Abstract
Purpose:
Family history assigns equivalent risk to all relatives based upon the degree of relationship. Recent genetic studies have identified single nucleotide polymorphisms (SNPs) that can be used to calculate a genetic risk score (GRS) to determine prostate cancer (PCa) risk. We sought to determine whether GRS can stratify PCa risk among individuals in families considered to be at higher risk due their family history of PCa.
Materials and Methods:
Family members with hereditary PCa were recruited and genotyped for 17 SNPs associated with PCa. A GRS was calculated for all subjects. Analyses compared the distribution of GRS values among affected and unaffected family members of varying relationship degrees.
Results:
Data was available for 789 family members of probands including 552 affected and 237 unaffected relatives. Median GRSs were higher among first-degree relatives compared to second- and third-degree relatives. In addition, GRS values among affected first- and second-degree relatives were significantly higher than unaffected relatives (P = 0.042 and P = 0.016, respectively). Multivariate analysis including GRS and degree of relationship demonstrated that GRS was a significant and independent predictor of PCa (OR 1.52, 95%CI 1.15–2.01).
Conclusion:
GRS is an easy-to-interpret, objective measure that can be used to assess differences in PCa risk among family members of affected men. GRS allows for further differentiation among family members, providing better risk assessment. While prospective validation studies are required, this information can help guide relatives in regards to the time of initiation and frequency of PCa screening.
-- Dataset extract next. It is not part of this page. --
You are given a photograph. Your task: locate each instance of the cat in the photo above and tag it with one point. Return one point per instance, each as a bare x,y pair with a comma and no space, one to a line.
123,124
Keywords: cancer screening, family history, genetic risk score, prostate cancer
1 |. INTRODUCTION
There is an ongoing debate regarding the benefits of prostate specific antigen (PSA) screening for prostate cancer (PCa). As such, current recommendations for screening men for PCa vary among authoritative groups. One approach has been to offer screening to relatively young men deemed to be at high risk of being diagnosed with the disease, primarily based on family history. For instance, the American Urologic Association (AUA) states that “high risk” should include a positive family history and/or African American race.1 Similarly, the American Cancer Society (ACS) and the National Comprehensive Cancer Network (NCCN) also recommend discussing earlier screening in men with a first-degree relative diagnosed with PCa.2–4 Similar recommendations have recently been made by institutions outside the United States, including those in Australia4 and the United Kingdom.5,6
A genetic susceptibility to PCa has been well documented. Studies of over 44 000 twin pairs have shown concordance rates of PCa of 21% and 6% in monozygotic and dizygotic twins, respectively. Based on this evidence, it has been estimated that up to 57% of PCa risk be explained by genetic factors.7 A positive family history of the disease is considered to be one of the strongest risk factors for developing PCa.8,9 Specifically, it has been demonstrated that a family history of PCa increases the risk by ~2.5-fold.10,11
It should be noted that current disease risk estimates typically use only first-degree relatives or a less specific definition that includes close relatives.12,13 Some studies have presented familial risks based on PCa in extended families, including a familial risk assessment model.14,15 Studies that incorporate a more complete PCa family history using close and distant relatives provide potential for more accurate risk estimates. However, detailed family histories are often difficult to obtain due to of age, survival status of male relatives, recall ability, and family communication.16 In addition, families with few male members are less informative. Finally, family history is subject to change as men may be re-categorized from negative to positive depending on when relatives are diagnosed. Therefore, other risk assessment methods are needed that can more reliably assess inherited susceptibility for PCa by augmenting family history.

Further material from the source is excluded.